Suddenly, an established company, with several years in the industry, receives a financial boost to break out of some plateau or initiate an innovation process. Private equity investments, oriented primarily to mid-segment companies, involve numerous challenges. One of them, perhaps the main one, is facing the double dilemma of how to obtain value from existing data and identifying which processes have the greatest potential to generate that value.
The main obstacle, particularly when it comes to incorporating new technological concepts such as artificial intelligence (AI) or machine learning (ML), is culture. The company receiving the investment usually has long-standing collaborators or even the founders themselves who “have always done things this way”. This produces a kind of tunnel vision, making it impossible for them to perceive opportunities for improvement or risk changes that could positively affect results. So the first step is to see the opportunity. What is the company missing out on by not exploring all that data that keeps its value hidden?
The next impulse will come from the leadership when it decides to move forward with implementation because it has detected that it is an alternative to save a lot of work, generate revenue, or optimize costs. It is essential to reach the point of equilibrium: many times people go from denying the need for IA to assigning it extraordinary powers and believing that it is a magic formula that, like King Midas, will generate optimizations in everything it touches. The reality is in the middle: both AI and ML represent the possibility of reaching business solutions that, if accessed in the conventional way to access by the conventional way, would require a lot of effort as they handle too many variables and a huge number of particular cases, which range from personnel recruitment to asset monitoring in a factory, among many others.
In fact, an AI tool expands the angle of analysis, as it allows for the identification of patterns that would otherwise never have been visualized.
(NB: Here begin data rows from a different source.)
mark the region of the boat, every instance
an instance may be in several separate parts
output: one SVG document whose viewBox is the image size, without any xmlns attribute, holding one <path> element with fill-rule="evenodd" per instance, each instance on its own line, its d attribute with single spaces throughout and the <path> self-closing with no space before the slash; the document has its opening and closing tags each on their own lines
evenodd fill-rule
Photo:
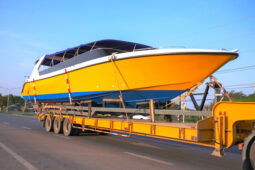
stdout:
<svg viewBox="0 0 255 170">
<path fill-rule="evenodd" d="M 167 102 L 201 83 L 236 50 L 154 48 L 100 40 L 44 55 L 36 61 L 21 96 L 35 102 L 118 99 Z"/>
</svg>

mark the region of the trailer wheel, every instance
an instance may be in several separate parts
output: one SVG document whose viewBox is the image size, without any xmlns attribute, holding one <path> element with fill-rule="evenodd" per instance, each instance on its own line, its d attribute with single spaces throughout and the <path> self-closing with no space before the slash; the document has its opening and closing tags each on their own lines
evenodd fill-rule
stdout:
<svg viewBox="0 0 255 170">
<path fill-rule="evenodd" d="M 60 120 L 59 117 L 56 117 L 54 119 L 54 122 L 53 122 L 53 131 L 55 134 L 59 134 L 59 133 L 62 133 L 62 128 L 63 126 L 63 122 Z"/>
<path fill-rule="evenodd" d="M 45 130 L 46 132 L 51 132 L 52 131 L 52 119 L 50 116 L 47 116 L 45 119 Z"/>
<path fill-rule="evenodd" d="M 242 153 L 243 170 L 255 170 L 255 133 L 253 132 L 244 140 Z"/>
<path fill-rule="evenodd" d="M 69 119 L 64 119 L 63 123 L 63 133 L 65 136 L 72 136 L 74 133 L 74 128 L 72 127 L 72 123 Z"/>
<path fill-rule="evenodd" d="M 250 162 L 251 162 L 253 169 L 255 169 L 255 140 L 253 140 L 253 143 L 251 144 Z"/>
</svg>

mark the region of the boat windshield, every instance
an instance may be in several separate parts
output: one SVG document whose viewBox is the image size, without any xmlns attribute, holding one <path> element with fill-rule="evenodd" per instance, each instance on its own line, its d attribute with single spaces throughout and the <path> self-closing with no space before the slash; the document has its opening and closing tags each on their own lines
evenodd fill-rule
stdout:
<svg viewBox="0 0 255 170">
<path fill-rule="evenodd" d="M 88 44 L 82 44 L 73 48 L 68 48 L 66 50 L 59 51 L 53 54 L 48 54 L 45 56 L 45 59 L 41 65 L 52 67 L 73 57 L 82 55 L 87 52 L 95 51 L 96 49 L 103 50 L 105 56 L 111 55 L 112 53 L 124 53 L 141 49 L 152 49 L 152 47 L 139 43 L 120 40 L 100 40 Z M 93 56 L 98 58 L 98 55 Z M 89 55 L 86 55 L 86 57 L 92 59 L 91 57 L 89 57 Z M 100 57 L 102 57 L 101 54 Z"/>
</svg>

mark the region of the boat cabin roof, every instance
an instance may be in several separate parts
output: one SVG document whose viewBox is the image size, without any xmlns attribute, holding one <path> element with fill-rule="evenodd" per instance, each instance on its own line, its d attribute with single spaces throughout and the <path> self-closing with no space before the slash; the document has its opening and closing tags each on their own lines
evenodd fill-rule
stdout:
<svg viewBox="0 0 255 170">
<path fill-rule="evenodd" d="M 131 52 L 139 49 L 146 49 L 152 48 L 147 45 L 128 42 L 128 41 L 121 41 L 121 40 L 100 40 L 94 41 L 87 44 L 81 44 L 76 47 L 68 48 L 56 53 L 47 54 L 45 59 L 41 65 L 51 66 L 56 65 L 62 61 L 68 60 L 73 58 L 74 56 L 80 55 L 82 53 L 94 50 L 94 49 L 103 49 L 109 54 L 111 53 L 123 53 L 123 52 Z"/>
</svg>

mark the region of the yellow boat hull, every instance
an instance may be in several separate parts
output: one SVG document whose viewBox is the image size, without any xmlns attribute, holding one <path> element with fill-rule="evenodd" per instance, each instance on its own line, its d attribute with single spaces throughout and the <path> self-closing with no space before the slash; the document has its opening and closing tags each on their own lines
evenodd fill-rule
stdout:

For example, a public safety organization was able to determine a geographic area with low cell phone coverage based on errors in communication reports, which were repeated more frequently in the same area. The data hides very valuable information. The change of mindset consists, precisely, in the fact that employees who have been developing their work for years are open to the possibility that new technologies allow them to make progress on ideas that were previously impracticable. A cattle farm, for example, now has the ability to anticipate everything from how much milk a cow produces to how likely it is to get sick.
Then it’s time to try to understand when an AI project is successful: unlike traditional software, which is driven by a cause-consequence model, here we are talking about predictive algorithms and approximations, which are never exact. They can always be improved: it is an iterative procedure that continuously invites experimentation -the vision is definitely a more scientific one-, trial, error, and research. To move forward in this process in a meaningful way, it is essential to establish metrics that allow us to identify the reasonableness of continuing to invest time and resources according to the achievement of the objectives. We also need to determine, before starting the project, what level of errors we are willing to admit: the tolerance required for an administrative system is not the same as that required for a healthcare-related system.
Among the common errors that AI projects present, and that should also be contemplated from the beginning of the project, are the training models to avoid biases or deficiencies. There is a paradigmatic case: a company used AI for the recruitment process and because it only had historical data to learn from, the tool hired more men than women, repeating the historical hiring pattern. Another example is Microsoft’s Tay bot: launched on social networks without prior training, within hours it had become racist and conspiratorial. AI’s capacity for analysis is beyond human possibilities: many times the same results will point us in a new direction that had not been previously considered.
Ironically, the technology part is the easiest: the maturity of the available tools helps in building solutions to train a huge number of things.
To overcome all these challenges, mid-market companies first need to be open to understanding what AI can do for the enterprise and seek the path by which technology can align with organizational purpose. And, the bottom line: get started. Take a small project, one that doesn’t require major changes and allows you to quickly visualize the value. A first step that, because of its size and impact, does not imply a leap into the void, but a reasonable learning path.
The value is there, in the data, stored and has been hidden for many, many years. The time to decide if we should let it sleep or wake it up and capitalize on it for the benefit of the business is now.